Four Mile Canyon was severely damaged by the 2013 flood, but because Boulder County officials have it on the docket for a multimodal “upgrade,” the road has yet to be properly repaired. The asphalt warps, cracks and alternates with dirt for long stretches. For the last two years at County meetings, residents (myself included) have been assured that teams are being assembled, workers hired to apply for grant money, hydrologists consulted, and ecological experts sent to comb the canyon and rate zones in need of restoration. Time was needed, we were told, before further repairs could be made, and a permanent road might be in place by 2017.
Now, after seeing the Master Plan and still no action, some canyon residents are calling “fraud,” as the County initially claimed that future roadwork would require significant widening in order to meet federal regulations and be eligible for grant money. They have now backpedalled, if you will, on that statement, and confessed that the road widening and requisite rock blasting fits their initiatives of providing more bike lanes throughout the County.
The sad irony is that cyclists and others who visit Four Mile Canyon come here to enjoy the winding, narrow roads with lichen-covered cliffs alongside the natural burble of the creek. The road has a history unmatched anywhere else in Boulder County for old mining settlements, including Crisman, Wall Street, Salina and Summerville, and for the history associated with the Switzerland Trail train, which snaked along the canyon wall and helped to define the current road. If you talk to people who have lived in the canyon for more than 30 years — and there are quite a few — you’ll hear how each hairpin turn has a name that dates back sometimes a century or more: Devil’s Elbow, Belle Pitch, Black Swan Mill Curve, Cuthbertson Cut and Indian Head. To dynamite these (some holes have already been drilled) would be a travesty for ecological, historical and safety reasons.

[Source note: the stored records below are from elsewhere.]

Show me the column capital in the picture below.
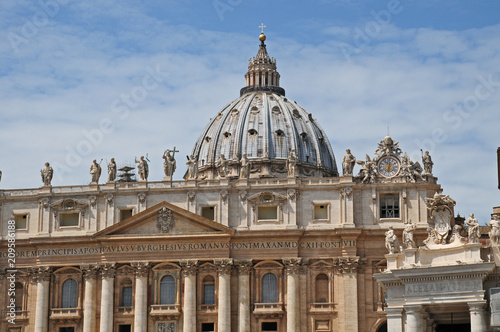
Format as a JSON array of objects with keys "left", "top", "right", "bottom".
[
  {"left": 282, "top": 257, "right": 302, "bottom": 275},
  {"left": 81, "top": 264, "right": 100, "bottom": 280},
  {"left": 100, "top": 263, "right": 116, "bottom": 279},
  {"left": 333, "top": 256, "right": 364, "bottom": 274},
  {"left": 468, "top": 300, "right": 487, "bottom": 313},
  {"left": 28, "top": 266, "right": 52, "bottom": 283},
  {"left": 180, "top": 259, "right": 199, "bottom": 276},
  {"left": 235, "top": 259, "right": 253, "bottom": 275},
  {"left": 404, "top": 304, "right": 424, "bottom": 314},
  {"left": 385, "top": 306, "right": 404, "bottom": 317},
  {"left": 214, "top": 258, "right": 233, "bottom": 275},
  {"left": 131, "top": 262, "right": 150, "bottom": 278}
]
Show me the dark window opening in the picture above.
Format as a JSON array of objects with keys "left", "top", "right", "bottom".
[
  {"left": 262, "top": 322, "right": 278, "bottom": 331},
  {"left": 201, "top": 323, "right": 215, "bottom": 331}
]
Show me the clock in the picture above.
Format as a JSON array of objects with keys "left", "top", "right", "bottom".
[{"left": 378, "top": 156, "right": 400, "bottom": 178}]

Straighter, wider roads means motorists will go faster. Since the building of the temporary road, already speeders go 20 or 30 miles above the limit. When pressed about this the Sheriff ’s office says they don’t have the manpower or resources to monitor speeders.
Yet $14.2 million will be available to carve out a non-contiguous bike lane in a mere 1.43 miles of the 10-mile canyon. Anyone with working logic would recognize that a fraction of those resources could be better spent in simply trimming the overgrown weeds along the side of the road that obscure motorists’ views, adding a shoulder wherever tenable, and keeping an eye on speeding vehicles. Environmental precedent makes me think of Joni Mitchell’s lyrics: “They paved paradise and put up a parking lot.”
Let me return to the accident that happened [in July]. The very next day the spot, and other dangerous zones along the road, had been highlighted with yellow spray paint by a concerned canyon resident. So, for the cost of $2.95 a local has done more for the immediate safety of cyclists in the canyon than tens of thousands of dollars and hundreds of hours of road design has accomplished of late. Given the canyon community’s resilience and DIY resourcefulness after the 2010 fire and the 2013 flood, no one should be surprised that residents are ready to do what they can to make Four Mile Canyon safer without a lot of fuss or burden to taxpayers.
Everyone wants to prevent future accidents, for cyclists, motorists, pedestrians and local wildlife. Let’s let the curves of the canyon point the way to finding practical, cost-effective and less invasive solutions to preserving the beauty and history of a unique spot, amid the rapid and often short-sighted development of the county and the state.
This opinion column does not necessarily reflect the views of Boulder Weekly.